Deference to her mother she had always observed. But she could not admit her to the privacy of her thoughts and, in turning her face to the wall, she told herself that she would not be cross-questioned.
Mrs. Austen had no intention of putting her daughter in the confessional. Anything of the kind would have bored her. Besides, what she thought was unimportant. It was what she did or might do that mattered.
Vacating the door she approached the bed. "Are you feeling any better?"
Margaret was feeling, if possible, worse. But she never complained, or, if she had to complain, then the complaint was solely by way of explanation. She turned again.
"For if you are," Mrs. Austen continued, "I ought to say something."
Margaret put a hand to her forehead.
But Mrs. Austen persisted. "It is important."
Margaret's eyes were open. She closed them and said: "Yes, mother, what is it?"
Through the door came light from the hall. Mrs. Austen looked about.
Nearby was a chair on which was one of those garments, made of franfreluches, which the French call a Jump-from-bed. Removing it, she sat down.
"It is too bad. I know you don't feel like discussing affairs of State, but it is Luxemburg all over again. If I were alone concerned, I am sure I would capitulate. But where the State is concerned, and by that I mean you, I am like the little grand-d.u.c.h.ess--pretty child, from her pictures, didn't you think?--and I must resist the invader.
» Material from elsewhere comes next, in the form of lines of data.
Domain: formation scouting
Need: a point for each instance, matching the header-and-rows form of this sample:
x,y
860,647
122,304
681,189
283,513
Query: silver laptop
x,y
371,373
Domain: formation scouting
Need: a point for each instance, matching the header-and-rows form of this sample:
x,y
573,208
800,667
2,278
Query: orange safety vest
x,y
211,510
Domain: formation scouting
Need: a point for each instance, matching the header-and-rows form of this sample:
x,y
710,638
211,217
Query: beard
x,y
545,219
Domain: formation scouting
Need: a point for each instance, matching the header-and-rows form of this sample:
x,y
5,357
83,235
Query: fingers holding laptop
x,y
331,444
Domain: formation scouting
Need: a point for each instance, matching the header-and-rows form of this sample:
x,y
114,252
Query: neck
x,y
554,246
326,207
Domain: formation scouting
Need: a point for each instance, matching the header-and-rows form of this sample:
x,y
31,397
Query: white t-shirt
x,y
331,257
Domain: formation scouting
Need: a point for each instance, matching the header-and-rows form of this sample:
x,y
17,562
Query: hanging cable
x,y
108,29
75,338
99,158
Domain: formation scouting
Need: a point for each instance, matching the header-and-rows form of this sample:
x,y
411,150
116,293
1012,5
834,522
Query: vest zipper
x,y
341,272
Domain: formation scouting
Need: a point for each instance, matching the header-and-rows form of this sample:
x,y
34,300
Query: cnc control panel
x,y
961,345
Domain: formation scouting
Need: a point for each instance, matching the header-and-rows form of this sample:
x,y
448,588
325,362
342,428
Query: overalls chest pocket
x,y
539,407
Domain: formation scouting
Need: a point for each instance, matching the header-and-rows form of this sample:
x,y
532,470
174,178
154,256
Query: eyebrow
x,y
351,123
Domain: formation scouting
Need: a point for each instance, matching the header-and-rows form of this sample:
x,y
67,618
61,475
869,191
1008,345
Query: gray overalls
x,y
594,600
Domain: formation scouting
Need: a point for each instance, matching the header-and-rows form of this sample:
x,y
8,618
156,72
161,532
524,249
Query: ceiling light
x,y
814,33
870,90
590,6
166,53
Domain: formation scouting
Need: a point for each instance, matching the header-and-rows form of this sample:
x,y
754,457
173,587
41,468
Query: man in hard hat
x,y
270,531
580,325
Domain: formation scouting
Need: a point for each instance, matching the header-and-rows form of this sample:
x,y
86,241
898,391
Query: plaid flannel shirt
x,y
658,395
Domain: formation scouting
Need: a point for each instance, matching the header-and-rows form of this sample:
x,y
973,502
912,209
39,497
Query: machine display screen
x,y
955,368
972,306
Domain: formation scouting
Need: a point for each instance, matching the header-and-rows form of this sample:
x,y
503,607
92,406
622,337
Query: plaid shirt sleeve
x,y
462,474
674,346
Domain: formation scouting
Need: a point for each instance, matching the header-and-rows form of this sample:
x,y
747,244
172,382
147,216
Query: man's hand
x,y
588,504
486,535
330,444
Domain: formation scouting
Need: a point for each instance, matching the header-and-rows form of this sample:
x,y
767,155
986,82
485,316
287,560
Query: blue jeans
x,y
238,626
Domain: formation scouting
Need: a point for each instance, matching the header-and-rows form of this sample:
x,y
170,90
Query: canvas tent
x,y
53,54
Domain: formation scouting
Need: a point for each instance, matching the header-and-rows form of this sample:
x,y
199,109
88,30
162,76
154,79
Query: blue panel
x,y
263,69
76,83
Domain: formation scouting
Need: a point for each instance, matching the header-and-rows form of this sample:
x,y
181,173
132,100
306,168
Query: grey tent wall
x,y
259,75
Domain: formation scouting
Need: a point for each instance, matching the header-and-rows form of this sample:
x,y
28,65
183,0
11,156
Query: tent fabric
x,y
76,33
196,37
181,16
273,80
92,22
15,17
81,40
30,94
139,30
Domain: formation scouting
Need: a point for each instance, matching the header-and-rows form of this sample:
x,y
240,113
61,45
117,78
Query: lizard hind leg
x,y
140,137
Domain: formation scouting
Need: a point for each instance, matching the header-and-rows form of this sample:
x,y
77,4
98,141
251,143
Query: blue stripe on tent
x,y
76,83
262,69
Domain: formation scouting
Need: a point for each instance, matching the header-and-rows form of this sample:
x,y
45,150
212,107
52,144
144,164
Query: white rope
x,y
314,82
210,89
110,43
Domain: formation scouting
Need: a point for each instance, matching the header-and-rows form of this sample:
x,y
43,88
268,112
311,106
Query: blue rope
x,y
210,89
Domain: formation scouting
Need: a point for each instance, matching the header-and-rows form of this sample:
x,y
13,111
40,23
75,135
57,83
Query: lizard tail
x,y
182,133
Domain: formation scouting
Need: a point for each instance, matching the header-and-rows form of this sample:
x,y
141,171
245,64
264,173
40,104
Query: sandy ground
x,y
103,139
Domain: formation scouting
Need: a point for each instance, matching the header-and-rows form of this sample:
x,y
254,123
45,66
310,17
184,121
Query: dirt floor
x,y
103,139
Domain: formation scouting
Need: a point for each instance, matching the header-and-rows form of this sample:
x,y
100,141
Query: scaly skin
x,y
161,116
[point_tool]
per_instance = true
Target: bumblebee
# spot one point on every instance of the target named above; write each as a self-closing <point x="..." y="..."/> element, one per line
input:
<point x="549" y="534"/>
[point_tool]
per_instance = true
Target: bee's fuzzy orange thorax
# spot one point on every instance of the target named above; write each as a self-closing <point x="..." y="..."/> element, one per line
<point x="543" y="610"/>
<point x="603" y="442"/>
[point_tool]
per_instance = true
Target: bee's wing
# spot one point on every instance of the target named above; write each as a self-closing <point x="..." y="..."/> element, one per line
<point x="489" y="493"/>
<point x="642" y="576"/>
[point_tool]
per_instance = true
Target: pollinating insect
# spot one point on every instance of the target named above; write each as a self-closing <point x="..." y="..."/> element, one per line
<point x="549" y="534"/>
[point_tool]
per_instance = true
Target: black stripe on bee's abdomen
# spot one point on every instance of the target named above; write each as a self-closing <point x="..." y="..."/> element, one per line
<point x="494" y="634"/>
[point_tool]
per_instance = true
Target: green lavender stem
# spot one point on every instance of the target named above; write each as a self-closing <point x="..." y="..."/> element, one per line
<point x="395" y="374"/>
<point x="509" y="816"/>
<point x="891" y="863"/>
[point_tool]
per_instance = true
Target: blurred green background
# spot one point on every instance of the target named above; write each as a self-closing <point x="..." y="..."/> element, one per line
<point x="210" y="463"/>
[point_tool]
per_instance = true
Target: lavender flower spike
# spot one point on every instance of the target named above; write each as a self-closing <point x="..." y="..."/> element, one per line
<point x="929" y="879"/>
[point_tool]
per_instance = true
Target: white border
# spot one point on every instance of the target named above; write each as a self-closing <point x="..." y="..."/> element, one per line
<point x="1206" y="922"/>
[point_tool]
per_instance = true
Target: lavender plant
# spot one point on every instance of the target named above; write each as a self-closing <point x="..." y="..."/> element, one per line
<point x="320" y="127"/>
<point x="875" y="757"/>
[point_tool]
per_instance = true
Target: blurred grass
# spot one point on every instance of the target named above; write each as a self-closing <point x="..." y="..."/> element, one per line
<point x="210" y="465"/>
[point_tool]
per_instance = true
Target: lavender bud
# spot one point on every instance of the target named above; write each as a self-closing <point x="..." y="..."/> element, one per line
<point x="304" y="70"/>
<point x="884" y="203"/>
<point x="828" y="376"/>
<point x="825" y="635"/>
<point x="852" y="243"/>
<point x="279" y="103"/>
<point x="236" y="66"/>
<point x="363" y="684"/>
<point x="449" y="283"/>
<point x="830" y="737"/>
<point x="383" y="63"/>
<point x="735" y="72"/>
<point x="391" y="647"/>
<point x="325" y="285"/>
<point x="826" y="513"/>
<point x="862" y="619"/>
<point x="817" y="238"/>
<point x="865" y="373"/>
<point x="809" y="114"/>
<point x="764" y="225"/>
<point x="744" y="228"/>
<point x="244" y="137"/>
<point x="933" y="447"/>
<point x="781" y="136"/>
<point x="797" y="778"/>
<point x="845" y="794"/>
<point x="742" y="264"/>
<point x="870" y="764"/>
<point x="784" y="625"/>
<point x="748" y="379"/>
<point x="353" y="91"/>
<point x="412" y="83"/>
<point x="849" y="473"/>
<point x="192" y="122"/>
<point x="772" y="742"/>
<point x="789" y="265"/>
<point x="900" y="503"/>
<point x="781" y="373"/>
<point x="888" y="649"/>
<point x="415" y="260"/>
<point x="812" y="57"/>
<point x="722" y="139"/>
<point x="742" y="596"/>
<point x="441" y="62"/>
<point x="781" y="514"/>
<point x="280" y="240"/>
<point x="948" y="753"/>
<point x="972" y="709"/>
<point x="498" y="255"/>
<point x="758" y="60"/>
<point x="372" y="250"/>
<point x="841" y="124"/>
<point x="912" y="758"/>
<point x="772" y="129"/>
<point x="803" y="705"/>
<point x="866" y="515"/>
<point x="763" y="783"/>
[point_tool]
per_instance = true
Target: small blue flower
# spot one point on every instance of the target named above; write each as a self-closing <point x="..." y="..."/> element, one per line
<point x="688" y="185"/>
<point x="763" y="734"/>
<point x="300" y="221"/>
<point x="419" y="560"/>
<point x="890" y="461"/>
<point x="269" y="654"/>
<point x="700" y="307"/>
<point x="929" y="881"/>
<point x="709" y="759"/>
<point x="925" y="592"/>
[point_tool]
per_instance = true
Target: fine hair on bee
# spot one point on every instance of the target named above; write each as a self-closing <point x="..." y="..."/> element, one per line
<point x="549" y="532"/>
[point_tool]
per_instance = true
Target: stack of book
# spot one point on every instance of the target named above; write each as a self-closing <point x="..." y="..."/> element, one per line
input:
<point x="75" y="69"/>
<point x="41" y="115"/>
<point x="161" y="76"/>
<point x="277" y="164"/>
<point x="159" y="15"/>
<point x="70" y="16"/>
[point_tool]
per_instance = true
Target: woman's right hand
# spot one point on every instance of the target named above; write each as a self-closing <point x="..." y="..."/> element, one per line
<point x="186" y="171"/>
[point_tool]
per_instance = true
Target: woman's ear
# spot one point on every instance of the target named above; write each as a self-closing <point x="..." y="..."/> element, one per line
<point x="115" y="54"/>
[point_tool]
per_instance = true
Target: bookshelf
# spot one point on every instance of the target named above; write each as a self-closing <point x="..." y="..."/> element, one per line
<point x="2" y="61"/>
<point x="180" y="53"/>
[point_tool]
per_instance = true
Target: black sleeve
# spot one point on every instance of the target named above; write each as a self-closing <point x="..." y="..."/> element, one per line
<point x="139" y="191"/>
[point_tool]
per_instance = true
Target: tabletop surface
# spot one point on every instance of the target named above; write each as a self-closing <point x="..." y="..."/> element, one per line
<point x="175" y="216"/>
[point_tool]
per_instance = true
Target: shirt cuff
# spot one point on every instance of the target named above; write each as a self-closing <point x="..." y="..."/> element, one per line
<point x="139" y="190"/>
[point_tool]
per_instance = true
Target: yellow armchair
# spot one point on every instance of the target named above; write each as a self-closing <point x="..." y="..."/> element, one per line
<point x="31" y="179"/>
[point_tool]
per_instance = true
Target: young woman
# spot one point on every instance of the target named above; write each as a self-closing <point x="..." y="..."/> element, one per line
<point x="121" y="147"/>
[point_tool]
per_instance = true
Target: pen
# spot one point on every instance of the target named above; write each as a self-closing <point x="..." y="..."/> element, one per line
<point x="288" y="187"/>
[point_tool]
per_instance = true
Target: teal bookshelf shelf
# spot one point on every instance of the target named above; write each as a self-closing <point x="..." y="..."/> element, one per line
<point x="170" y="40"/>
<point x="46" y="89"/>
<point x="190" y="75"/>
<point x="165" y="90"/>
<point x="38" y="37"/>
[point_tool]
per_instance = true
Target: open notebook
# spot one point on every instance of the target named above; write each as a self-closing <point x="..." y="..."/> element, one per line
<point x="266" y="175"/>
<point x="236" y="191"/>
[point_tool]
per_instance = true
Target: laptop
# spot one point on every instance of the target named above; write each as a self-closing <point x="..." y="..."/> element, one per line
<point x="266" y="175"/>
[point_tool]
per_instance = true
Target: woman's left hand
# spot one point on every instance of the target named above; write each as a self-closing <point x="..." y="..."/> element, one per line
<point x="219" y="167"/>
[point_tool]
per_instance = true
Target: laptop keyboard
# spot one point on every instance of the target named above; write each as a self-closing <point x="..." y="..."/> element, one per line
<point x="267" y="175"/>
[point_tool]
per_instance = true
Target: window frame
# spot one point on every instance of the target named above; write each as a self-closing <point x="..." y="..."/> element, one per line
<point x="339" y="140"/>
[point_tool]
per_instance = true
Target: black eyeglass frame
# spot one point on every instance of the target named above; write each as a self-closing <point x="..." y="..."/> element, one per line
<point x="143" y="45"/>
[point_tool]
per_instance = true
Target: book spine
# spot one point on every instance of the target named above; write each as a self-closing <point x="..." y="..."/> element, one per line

It is true, I don't know exactly what the grand-d.u.c.h.ess did do, though they said she sat in a motor on a bridge and flourished a revolver. But you never can tell. I daresay she and her maids of honour hid in a cellar. Perhaps we may have to."
Margaret lowered her hand. "Mother, what are you talking about?"
"Your young man, of course. What else? A half-hour ago, he was roaring and stamping about and calling me a liar. If it had not been for my dead body, he would have rushed in here and killed you. My dead body, or what I told him about pa.s.sing over it, was the revolver that I flourished. He has gone, but he swore he would return. Now, unless you rally to the colours, we will have to hide in the cellar, or rather, as we haven't any, in the pantry. Don't you think you could eat a bit of sweetbread, or perhaps some almond pudding?"
Again Margaret put her hand to her forehead. "Don't say that, mother.
Keith did not call you a liar and it is not like him to roar and stamp about."
"My dear, I don't wonder you don't believe me. He went on like a madman.
He could not get over the fact that his dollymop was one too many for you. He seemed to think that it was none of your business."
"Don't."
"My dear Margaret, you must do me the justice to admit that I stood up for him. I said he was an attractive young man. So he is. But that is just it. Attractive young men are most unreliable and reliable young men are most unattractive. At your age, I used to like them fair and false.
That was your father's fault. He perverted me. He was so domestic!"
It was an old wound that Mrs. Austen touched then and under it Margaret winced. "The poor dear! He was a saint and you know it."
"Know it! I should say I did. I know too that he made me hate saints.
But you love them and thought you had one, instead of which you got a devil. Your luck is far better than mine. If you take my advice, you will hang on to him like grim death. It is not too late. To-morrow he will be here, thundering at the gates."
Dimly at the moment the girl's creed turned a ray on her. She lifted her head.
"He will not thunder at the gates and he is not what you say. But perhaps I am. I may have done worse than he has and what he has done is my punishment."
It was very little but it was too much. Mrs. Austen, in spite of her facile digestion, gagged at it.
"If that is theosophy, I will believe it when I am old, fat and a Hun."